Assuming he was the one doing the play-calling, Doug Pederson made it clear that he wasn’t going to rely on Hurts’ throwing the ball downfield in the way that he usually relies on Wentz. There were plenty of zone reads, plenty of short passes, plenty of rollouts, plenty of Hurts carries, and plenty of Miles Sanders. Hurts and Sanders each rushed for more than 100 yards, and Sanders had 18 touches. He has had that many only twice in a game since Week 3.
There’s going to be something else out of Sunday’s game: There’s going to be murmurs and assertions and proclamations that Hurts’ performance proves that he should be the Eagles’ starting quarterback for the rest of this season and perhaps longer. That’s fine. That’s to be expected. One word of perspective and caution: Back in 2016, Carson Wentz won his first start, too. And he won a few more after that. And still, here we are.
OK, one more word of caution
Hurts carried the ball 15 times Sunday. He was incredibly productive, gaining 110 yards and keeping the Saints’ defense off balance. But that strategy, having a quarterback carry the ball that much, tends to have a pretty short shelf life in the NFL.
» READ MORE: How the game unfolded in our live blog
Jenkins knows all
There were a few plays in which Saints safety and erstwhile Eagles defensive leader Malcolm Jenkins seemed to know ahead of time what his old team was going to do on offense. The most consequential of those instances was the final play of the Eagles’ first possession, a fourth-and-2 handoff to Miles Sanders. Jenkins was waiting for it, as if he still had a copy of Pederson’s play sheet downloaded in his brain, and wrapped up Sanders for a three-yard loss.

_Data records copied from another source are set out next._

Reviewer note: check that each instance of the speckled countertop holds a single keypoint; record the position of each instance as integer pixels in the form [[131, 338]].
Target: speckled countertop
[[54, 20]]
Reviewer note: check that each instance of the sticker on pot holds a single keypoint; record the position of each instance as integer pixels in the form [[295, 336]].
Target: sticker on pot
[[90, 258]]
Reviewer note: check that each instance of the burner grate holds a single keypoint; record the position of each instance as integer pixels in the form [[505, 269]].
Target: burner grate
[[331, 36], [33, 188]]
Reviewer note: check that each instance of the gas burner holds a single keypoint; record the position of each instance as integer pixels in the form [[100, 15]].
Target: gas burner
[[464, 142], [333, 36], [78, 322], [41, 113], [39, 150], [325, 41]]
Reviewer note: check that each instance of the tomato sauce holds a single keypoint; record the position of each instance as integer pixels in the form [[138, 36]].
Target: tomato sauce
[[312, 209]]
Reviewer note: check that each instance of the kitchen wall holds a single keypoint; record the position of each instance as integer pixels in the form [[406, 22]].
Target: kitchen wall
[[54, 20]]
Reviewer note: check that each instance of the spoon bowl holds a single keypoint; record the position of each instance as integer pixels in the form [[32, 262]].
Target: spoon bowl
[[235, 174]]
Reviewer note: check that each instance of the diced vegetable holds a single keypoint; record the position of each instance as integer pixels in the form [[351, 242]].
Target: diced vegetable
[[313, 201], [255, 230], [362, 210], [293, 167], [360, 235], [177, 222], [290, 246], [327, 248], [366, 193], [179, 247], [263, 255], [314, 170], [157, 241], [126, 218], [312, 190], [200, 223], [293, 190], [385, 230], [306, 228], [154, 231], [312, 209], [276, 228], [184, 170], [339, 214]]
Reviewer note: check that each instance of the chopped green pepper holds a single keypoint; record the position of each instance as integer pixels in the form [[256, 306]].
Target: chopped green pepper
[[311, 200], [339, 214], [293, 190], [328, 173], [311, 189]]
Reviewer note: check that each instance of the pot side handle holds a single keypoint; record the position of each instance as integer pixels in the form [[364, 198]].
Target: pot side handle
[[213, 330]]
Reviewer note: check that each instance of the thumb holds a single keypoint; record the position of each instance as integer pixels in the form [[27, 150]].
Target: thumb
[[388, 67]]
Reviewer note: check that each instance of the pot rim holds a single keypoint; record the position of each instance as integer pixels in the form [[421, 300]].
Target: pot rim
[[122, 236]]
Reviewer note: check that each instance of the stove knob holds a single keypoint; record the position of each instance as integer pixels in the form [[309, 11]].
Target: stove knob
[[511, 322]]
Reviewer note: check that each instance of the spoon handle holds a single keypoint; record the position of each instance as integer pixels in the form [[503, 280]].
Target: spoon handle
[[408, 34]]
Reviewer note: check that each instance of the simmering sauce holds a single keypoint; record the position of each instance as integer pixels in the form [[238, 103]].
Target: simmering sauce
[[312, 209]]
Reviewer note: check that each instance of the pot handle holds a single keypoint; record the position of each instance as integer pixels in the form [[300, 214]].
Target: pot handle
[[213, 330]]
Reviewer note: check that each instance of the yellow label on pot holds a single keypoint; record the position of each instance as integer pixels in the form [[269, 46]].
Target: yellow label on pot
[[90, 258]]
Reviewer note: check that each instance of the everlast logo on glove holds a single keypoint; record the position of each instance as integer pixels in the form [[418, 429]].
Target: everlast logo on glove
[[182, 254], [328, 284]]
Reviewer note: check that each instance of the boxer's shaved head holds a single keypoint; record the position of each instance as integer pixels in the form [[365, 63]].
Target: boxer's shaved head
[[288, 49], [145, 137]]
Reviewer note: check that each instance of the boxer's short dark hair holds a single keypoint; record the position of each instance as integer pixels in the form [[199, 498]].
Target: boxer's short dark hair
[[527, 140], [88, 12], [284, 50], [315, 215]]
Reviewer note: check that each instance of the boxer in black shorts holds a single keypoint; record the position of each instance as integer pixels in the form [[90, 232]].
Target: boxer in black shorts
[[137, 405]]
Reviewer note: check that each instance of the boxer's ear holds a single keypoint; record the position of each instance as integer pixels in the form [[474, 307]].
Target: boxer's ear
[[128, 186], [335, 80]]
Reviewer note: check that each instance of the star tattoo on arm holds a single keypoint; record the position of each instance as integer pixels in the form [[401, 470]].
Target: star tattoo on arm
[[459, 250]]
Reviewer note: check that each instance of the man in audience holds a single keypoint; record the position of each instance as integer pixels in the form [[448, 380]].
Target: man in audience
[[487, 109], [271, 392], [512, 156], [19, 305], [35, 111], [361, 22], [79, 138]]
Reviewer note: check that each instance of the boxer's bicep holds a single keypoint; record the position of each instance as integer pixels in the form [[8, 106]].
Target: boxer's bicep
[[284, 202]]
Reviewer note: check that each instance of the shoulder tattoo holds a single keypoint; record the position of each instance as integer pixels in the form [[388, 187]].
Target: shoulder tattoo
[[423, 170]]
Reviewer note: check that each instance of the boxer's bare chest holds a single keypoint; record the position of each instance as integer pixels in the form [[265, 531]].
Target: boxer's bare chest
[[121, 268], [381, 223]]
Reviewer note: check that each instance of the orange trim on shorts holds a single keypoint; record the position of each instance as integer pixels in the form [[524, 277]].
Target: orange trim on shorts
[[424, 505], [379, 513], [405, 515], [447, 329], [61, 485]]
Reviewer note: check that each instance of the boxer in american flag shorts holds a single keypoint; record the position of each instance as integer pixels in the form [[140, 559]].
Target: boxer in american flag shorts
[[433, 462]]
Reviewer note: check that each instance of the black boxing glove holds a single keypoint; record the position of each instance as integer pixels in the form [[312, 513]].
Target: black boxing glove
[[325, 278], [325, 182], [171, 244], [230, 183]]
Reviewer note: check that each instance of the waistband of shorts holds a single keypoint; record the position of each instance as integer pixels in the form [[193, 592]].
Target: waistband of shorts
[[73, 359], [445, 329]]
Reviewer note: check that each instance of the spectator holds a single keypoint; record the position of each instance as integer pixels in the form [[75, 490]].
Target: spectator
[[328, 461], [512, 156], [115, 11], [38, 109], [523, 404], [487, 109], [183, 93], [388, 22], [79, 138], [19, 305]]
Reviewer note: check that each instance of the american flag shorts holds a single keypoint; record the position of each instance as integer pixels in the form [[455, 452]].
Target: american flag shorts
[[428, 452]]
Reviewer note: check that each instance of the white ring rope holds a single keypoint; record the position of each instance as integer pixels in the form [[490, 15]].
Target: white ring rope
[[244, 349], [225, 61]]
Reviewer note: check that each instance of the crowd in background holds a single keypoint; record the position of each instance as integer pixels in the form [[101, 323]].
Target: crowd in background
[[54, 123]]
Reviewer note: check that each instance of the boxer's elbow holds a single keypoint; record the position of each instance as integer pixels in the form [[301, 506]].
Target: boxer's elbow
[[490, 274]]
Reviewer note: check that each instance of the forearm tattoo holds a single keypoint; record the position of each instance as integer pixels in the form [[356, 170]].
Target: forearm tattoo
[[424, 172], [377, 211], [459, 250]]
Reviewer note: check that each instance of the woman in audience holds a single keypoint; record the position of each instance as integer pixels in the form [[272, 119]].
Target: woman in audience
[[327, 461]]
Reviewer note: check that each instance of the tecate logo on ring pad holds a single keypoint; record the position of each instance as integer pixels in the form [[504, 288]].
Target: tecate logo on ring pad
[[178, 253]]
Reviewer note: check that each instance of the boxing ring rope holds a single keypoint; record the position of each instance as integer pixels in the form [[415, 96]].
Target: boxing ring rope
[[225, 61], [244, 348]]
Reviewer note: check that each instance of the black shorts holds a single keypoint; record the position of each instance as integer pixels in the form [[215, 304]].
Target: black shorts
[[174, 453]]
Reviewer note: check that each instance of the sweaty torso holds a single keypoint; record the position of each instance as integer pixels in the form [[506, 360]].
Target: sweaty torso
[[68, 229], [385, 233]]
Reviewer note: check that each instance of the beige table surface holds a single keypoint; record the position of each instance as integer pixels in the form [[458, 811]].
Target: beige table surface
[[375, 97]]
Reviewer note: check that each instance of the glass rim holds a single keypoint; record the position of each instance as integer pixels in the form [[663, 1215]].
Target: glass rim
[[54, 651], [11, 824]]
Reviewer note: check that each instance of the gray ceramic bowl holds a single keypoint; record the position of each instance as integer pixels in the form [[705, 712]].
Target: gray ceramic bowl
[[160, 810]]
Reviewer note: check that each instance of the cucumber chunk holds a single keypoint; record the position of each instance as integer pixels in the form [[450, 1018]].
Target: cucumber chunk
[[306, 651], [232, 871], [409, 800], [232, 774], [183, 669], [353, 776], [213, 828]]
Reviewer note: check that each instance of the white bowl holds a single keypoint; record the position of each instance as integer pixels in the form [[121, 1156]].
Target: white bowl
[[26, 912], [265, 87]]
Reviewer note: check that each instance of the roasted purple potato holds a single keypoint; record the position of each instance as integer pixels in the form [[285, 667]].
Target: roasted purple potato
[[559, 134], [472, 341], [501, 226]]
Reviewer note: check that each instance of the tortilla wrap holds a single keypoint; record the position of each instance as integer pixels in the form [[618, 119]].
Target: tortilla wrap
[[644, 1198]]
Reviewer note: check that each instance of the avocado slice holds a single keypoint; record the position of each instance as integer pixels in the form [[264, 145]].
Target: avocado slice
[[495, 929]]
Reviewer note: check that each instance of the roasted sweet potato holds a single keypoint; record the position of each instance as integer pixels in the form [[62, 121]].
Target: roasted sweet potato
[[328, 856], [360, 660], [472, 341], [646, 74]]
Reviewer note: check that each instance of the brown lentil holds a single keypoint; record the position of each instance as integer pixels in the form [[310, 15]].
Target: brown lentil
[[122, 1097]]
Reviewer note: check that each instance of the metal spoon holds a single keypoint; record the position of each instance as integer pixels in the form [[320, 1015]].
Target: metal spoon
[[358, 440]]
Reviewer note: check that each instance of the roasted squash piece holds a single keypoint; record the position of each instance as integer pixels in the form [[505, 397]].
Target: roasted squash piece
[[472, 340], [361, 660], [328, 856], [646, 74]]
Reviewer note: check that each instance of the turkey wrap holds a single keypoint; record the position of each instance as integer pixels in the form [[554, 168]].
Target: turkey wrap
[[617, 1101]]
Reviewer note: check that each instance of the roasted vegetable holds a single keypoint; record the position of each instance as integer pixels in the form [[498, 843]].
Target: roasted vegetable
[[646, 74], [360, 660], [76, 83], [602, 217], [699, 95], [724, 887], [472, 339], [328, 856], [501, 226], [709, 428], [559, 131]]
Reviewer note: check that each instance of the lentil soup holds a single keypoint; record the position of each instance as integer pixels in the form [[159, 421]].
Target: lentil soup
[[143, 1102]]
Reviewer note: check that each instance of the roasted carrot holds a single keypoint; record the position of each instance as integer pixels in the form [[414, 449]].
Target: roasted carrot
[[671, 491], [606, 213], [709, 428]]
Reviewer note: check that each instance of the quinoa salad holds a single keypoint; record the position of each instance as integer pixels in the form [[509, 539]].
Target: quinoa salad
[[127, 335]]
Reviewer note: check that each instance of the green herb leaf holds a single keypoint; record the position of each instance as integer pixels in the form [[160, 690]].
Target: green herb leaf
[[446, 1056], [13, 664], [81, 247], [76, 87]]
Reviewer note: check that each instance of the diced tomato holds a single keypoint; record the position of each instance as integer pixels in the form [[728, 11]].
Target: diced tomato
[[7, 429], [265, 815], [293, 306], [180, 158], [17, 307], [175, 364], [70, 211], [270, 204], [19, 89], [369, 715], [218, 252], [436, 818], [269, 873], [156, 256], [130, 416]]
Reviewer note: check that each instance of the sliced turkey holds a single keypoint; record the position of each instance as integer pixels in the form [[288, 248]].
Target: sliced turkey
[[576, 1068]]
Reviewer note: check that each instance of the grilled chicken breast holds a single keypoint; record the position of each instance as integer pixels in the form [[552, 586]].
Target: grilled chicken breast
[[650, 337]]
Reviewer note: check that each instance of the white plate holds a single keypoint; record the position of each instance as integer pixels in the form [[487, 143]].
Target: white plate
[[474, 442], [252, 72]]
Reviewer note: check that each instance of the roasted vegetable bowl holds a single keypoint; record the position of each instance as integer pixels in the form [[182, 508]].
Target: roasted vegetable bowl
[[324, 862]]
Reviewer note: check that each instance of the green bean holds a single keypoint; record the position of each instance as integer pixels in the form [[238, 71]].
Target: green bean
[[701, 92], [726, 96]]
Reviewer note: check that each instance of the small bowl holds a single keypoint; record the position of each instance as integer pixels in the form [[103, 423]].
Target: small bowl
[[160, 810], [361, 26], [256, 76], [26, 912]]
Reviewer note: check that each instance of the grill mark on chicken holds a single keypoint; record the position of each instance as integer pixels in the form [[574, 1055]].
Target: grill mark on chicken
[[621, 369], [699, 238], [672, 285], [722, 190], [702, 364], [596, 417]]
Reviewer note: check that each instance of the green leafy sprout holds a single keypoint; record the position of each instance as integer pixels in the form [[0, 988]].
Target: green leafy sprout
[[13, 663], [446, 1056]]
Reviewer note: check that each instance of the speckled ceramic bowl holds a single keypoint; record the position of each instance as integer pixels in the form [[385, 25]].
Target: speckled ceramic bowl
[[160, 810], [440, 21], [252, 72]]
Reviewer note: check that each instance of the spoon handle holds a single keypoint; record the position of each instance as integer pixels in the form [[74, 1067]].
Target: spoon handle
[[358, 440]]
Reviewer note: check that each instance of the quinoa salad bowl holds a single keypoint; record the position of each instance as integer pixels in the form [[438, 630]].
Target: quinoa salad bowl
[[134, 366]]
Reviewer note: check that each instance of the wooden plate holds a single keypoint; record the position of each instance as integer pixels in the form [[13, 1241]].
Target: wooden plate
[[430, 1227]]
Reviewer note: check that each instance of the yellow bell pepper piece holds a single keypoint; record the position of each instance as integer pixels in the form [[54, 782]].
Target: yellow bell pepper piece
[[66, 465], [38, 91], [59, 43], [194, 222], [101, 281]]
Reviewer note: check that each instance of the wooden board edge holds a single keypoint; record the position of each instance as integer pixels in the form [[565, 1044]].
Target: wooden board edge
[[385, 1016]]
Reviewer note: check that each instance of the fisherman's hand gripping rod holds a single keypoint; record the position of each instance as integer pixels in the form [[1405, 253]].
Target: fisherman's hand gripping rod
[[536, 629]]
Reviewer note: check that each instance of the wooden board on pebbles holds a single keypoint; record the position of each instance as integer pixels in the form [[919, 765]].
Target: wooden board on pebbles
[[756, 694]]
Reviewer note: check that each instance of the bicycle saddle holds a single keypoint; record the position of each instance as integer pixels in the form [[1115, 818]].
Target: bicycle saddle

Of all the problems that have afflicted the Eagles this season, their defense generally has been one of the less-consequential. It hasn’t been bad, all things considered. Still, given what Jenkins meant to the unit and — according to what he told reporters last week — how little it would have cost the Eagles to re-sign him, you have to wonder how their season would have gone if they hadn’t decided to let him walk away.
Can they trade him to the Colts?
Eagles kicker Jake Elliott clanged a 22-yard field-goal attempt off the left upright on the final play of the first half. He had already missed two extra points in the previous two weeks. A year ago, the Eagles signed Elliott to a five-year extension. Looking forward to the discussion this week about which NFL teams could take on Elliott’s contract.